Jayne Gardiner, Ph.D., an associate professor of biology and the director of the Pritzker Marine Biology Research Center at New College, conducts shark research
Jayne Gardiner, Ph.D., an associate professor of biology and the director of the Pritzker Marine Biology Research Center at New College, conducts shark research

The Tampa Bay Estuary Program (TBEP) and Restore America’s Estuaries (RAE) have awarded a $165,111 grant to New College to fund shark research conducted by Jayne Gardiner, Ph.D.—an associate professor of biology and the director of the Pritzker Marine Biology Research Center.

The “Status and Trends of Sharks in Tampa Bay” project will assess population trends for shark species that are not currently included in long-term monitoring efforts, addressing data gaps that hinder conservation and management efforts.

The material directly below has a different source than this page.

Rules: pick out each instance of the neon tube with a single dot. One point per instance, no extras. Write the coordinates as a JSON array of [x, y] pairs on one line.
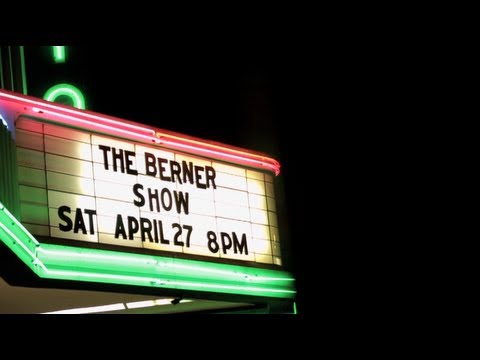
[[94, 265], [66, 90], [119, 128], [76, 112], [74, 120], [59, 54]]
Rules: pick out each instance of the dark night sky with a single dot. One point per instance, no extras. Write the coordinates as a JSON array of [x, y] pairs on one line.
[[243, 94]]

“Juvenile sharks are a critical component of a healthy Tampa Bay ecosystem, but they’ve historically been overlooked in many monitoring programs,” Gardiner said. “Young sharks of several species have been documented in lower Tampa Bay, and our research will help us better understand the bay’s potential role as a nursery ground.”

With a focus on blacktip, blacknose, bull and great hammerhead sharks in lower Tampa Bay, Gardiner will use acoustic transmitters to discover the sharks’ nursery areas and study their habitat use. The findings will help measure the impact of climate change and coastal development on the areas of the bay inhabited by these sharks.

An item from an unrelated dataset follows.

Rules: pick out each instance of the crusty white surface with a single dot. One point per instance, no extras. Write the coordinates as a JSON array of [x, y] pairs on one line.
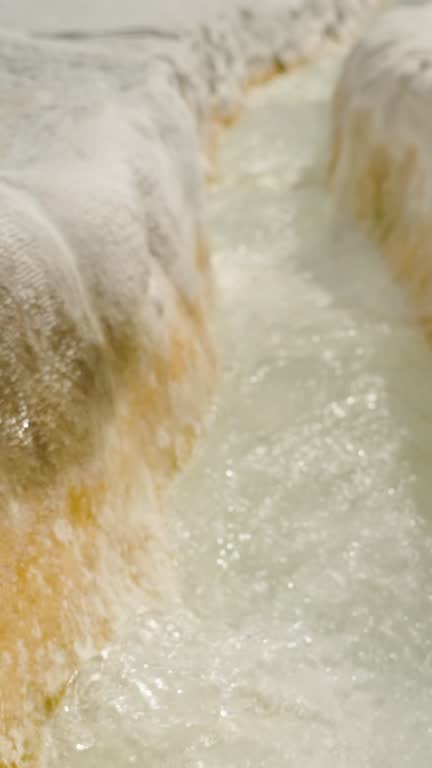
[[381, 142], [104, 291]]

“The effects of coastal development on sharks are poorly understood,” Gardiner said. “Dredging, removal of mangroves, filling of wetlands, and other types of permanent physical alteration of nursery habitats have detrimental effects on juvenile sharks, such as reduced growth rates and decreased survival.”

Gardiner will be joined by Havenworth Coastal Conservation President Tonya Wiley, who will lead the public outreach and education components of the project.

“I am really excited about this partnership and the opportunity to enhance diversity in conservation capacity building by providing hands-on field research training for students and early-career researchers from underrepresented groups,” Wiley said.

For more information on the project, visit estuaries.org/initiatives/tberf.


Founded in Sarasota in 1960, New College of Florida is a top-ranked public liberal arts college and the state’s Honors College of Florida. New College prepares intellectually curious students for lives of great achievement by providing a highly individualized education that integrates academic rigor with career-building experiences. New College offers 45 undergraduate majors in arts, humanities and sciences, a master’s degree program in applied data science, and certificates in technology, finance, and business skills.